Friday, November 19, 2010

The Hardass Goes Skiing (Part 1)


"Well, where do you think they go? You don't seriously buy into that 'flying south' nonsense, do you?" The Hardass growled.

He growled this to his girlfriend, delivering the requisite eye contact in sharp, grudging little daggers hurled from the corners of his flint-gray eyes. His forward attention was focused on keeping the M1 Abrams tank off the road. In pandering to the dismayingly large and vocal pansy community, the city had plowed its roadways free of the day's impressive snowfall. This allowed them to become clogged with morons, so The Hardass avoided them altogether.

The Hardass never much cared for paved surfaces anyway. Or ducks.

"Of course they fly south! They don't all die when winter comes! That's terrible!" Chastity said, her face distorted by womanly anguish.

The Abrams flattened some road signs. "Nature is terrible," The Hardass said. "And I didn't say they ALL died, dammit. Next spring, when the smart ones are coming out of hibernation, look real close at one and then tell me that a duck would be able to walk all the way to Florida. There's no way they'd make it. They're too soft."

"They don't walk, silly. They fly," Chastity said, her face distorted by womanly respect for ducks.

"Have you ever seen one flying?" The Hardass grunted, bracing himself as the Abrams ramped up over a snowbank, taking a brief flight of its own. Trailing a festive ribbon of uprooted chain-link fence, it landed in a parking lot with a pavement-shattering boom.

Chastity picked herself up off the floor and crawled back into her seat. "Yes, I have," she said, her face distorted by womanly smugness.

"No, you haven't," The Hardass said, forestalling any further backsass and flawed optimistic nonsense. "We're here. Let's go conquer this bastard." He punched open the hatch.

Imagine, if you will, that our narrative camera zooms out, widening our field of vision by perhaps a factor of ten. Moving, say, to the point of view of a startled family who had been happily piling out of their minivan twenty yards away. Startled out of their mittens by a ground-shaking crash, they snapped 'round to find a tank--an honest-to-God military tank!--in the middle of the parking lot. It was tilted at a jaunty angle, half in and half out of its impact crater, a steady plume of black smoke issuing from one end.

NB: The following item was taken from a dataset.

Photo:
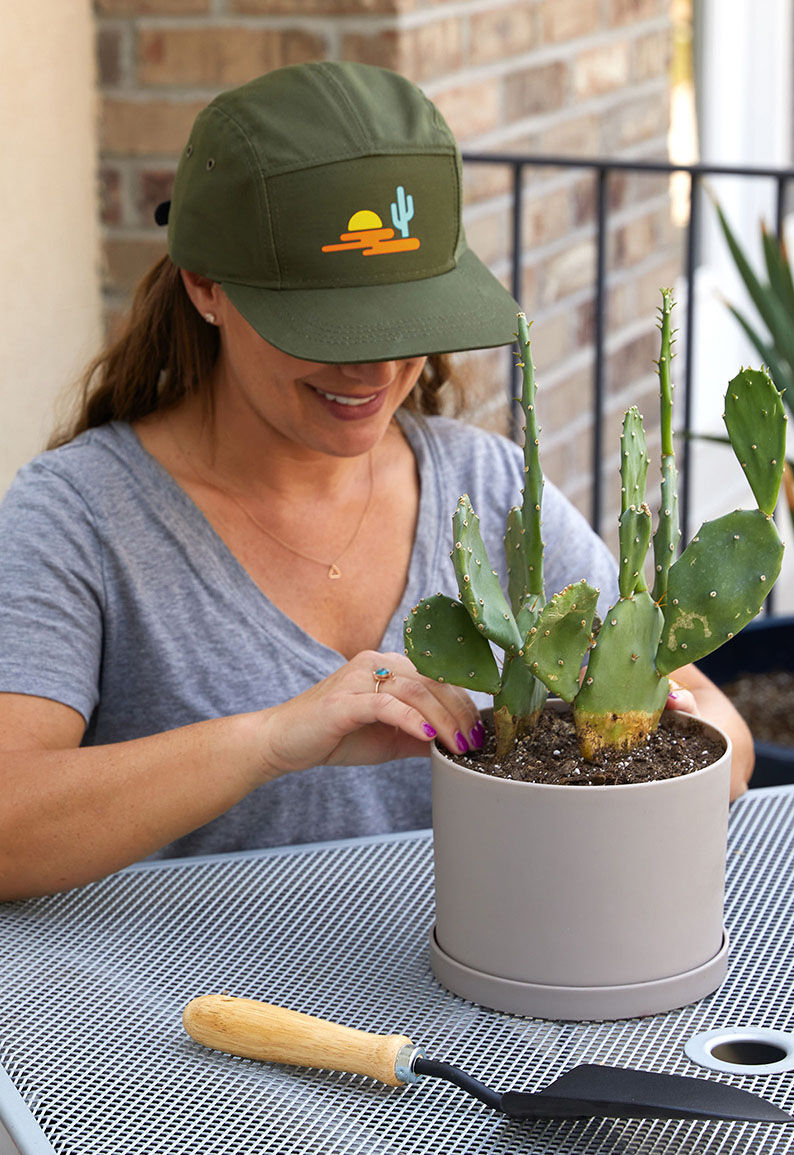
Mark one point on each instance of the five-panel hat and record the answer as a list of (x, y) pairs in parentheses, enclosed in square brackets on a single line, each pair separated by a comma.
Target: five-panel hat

Suddenly, on the tank's turret where there had an instant before been a circular steel hatch, there was only a fist. Glancing quickly up, one might just be able to see the hatch lid spinning skyward, like a flipped coin. The fist lowered itself back into the tank's interior, and in its place rose a woman. She stepped gingerly from the hand that was raising her, and then down to the ground.

Then, silence, while the woman waited, tapping her foot impatiently, hands on hips.

There was a bout of muffled profanity, a sound like a very big cork popping out of a very big bottle, and a giant man with craggy features and a disregard for all things soft and sweet (unless those things had breasts) launched himself from the mangled hole in the turret. He somersaulted in midair and came to rest face-first on the asphalt beside the woman.

Taking the permanent marker the woman offered him, the giant man signed his name next to the imprint his face had made in the asphalt, ate the marker, and the two of them walked into the ski lodge.

"Hello!" Chastity greeted the teenager behind the ski rental counter. He looked up in time to see The Hardass eat the little sliver bell on the counter. He frowned, reached into a bag full of bells and put a new one on the counter. The Hardass ate that one too.

"Tanner," said the teenager.

"Dave," said The Hardass.

Chastity looked surprised. "Have you been here before?" she asked The Hardass. He and Dave both said "yes" at the same time. "When?"

"Few months ago, we got a call about some possible illegal drug use goin' on at this joint. A pack of hippies was holed up in here, free-lovin' and smokin' the wuss weed, and I had to break 'em up."

"You put three of my friends in the hospital," snapped Dave.

The Hardass ate another bell.

"That's what I said. So now I come down here every once in a while to make sure the place ain't infested with hippies again, and I get the stink-eye from this little shit."

"Well!" said Chastity hurriedly. "Um, Dave, we'd like to rent two sets of skis and get a lift ticket, if you'd be so kind!"